I also think it’s important that Corbyn addresses many of the non-economic issues which are so central to why young Remainers feel their lives have been irrevocably changed for the worse and why so many of us perceive Brexit as a retreat from the world. Many of these are small – such as the cheap flights and those health insurance cards which enable us Brits to be those health tourists we so deride; others much more substantial – the Erasmus student exchange programme, academic, scientific and medical research (and not just the funding, the more important cross-European collaboration), cultural interactions of all sorts, the implications for Scotland and Northern Ireland, not just employment rights but also human rights, environmental agreements and action around climate change.
The Brexit vote has to be put in context. We live in a globalised world and, much as many little Englanders may wish to avoid it in much the same way as US survivalists do, we are not immune from what happens elsewhere – and a lot can happen across Europe let alone the rest of the world in the next two or three years which will make any decisions taken now irrelevant – next year’s German, Dutch and French elections for starters. The reality is that, whatever the triumvirate of Tory Brexiteers may say, the pre-negotiations to the formal negotiations of article 50 will not start until after those elections have taken place.
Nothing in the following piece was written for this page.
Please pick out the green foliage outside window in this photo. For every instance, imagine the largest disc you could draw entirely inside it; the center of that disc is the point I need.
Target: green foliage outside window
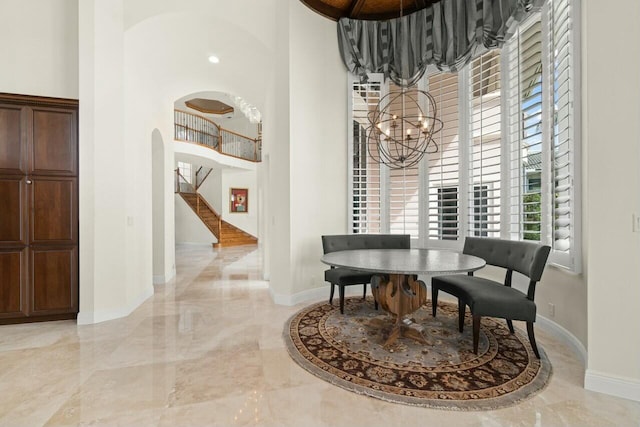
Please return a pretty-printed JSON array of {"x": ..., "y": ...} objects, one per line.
[{"x": 532, "y": 216}]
We Brits have become so inward looking we rarely take regard of the potential impact of Brexit on the EU itself. Already in crisis as the effects of its neoliberal policies alienate its citizens and as it grapples with the greatest movement of refugees and migrants since the end of WW2, nothing about the EU can be predicted with any certainty. To what extent can the ‘contagion’ from Brexit be contained? What effect will it have on the future of the Euro? Will it be the impetus that forces democratisation or will the Eurozone collapse under the weight of its own contradictions?
All this means it is far too early to know what approach to how we relate to the EU and to the rest of the world will be the way forward – and certainly what form the decision-making on that should take.
But one thing we do know. Populism and right-wing forces are on the march across Europe. The future is dark if they are not stopped. Labour’s approach to Brexit can play a large part in what happens next if we get it right. And that means having the right principles, policies and approach.
Labour’s membership has grown rapidly under Corbyn’s leadership. It has the potential to become a mass movement, linking up with socialist parties and progressive movements across Europe not just to challenge the despair and alienation neoliberalism’s austerity has brought to millions but to do something about it. Whether Corbyn and the left can seize the moment is a moot point. But together we can be stronger. Together we are stronger. Another Europe is possible – a better world is possible – so let’s not mess it up!
* The World Turned Upside Down is a phrase and song associated with the Diggers and the Levellers – our radical forebears. It’s appropriate here – but let’s not leave it in the hands of the forces of reaction. Let’s stop the right-wing revolution in its tracks.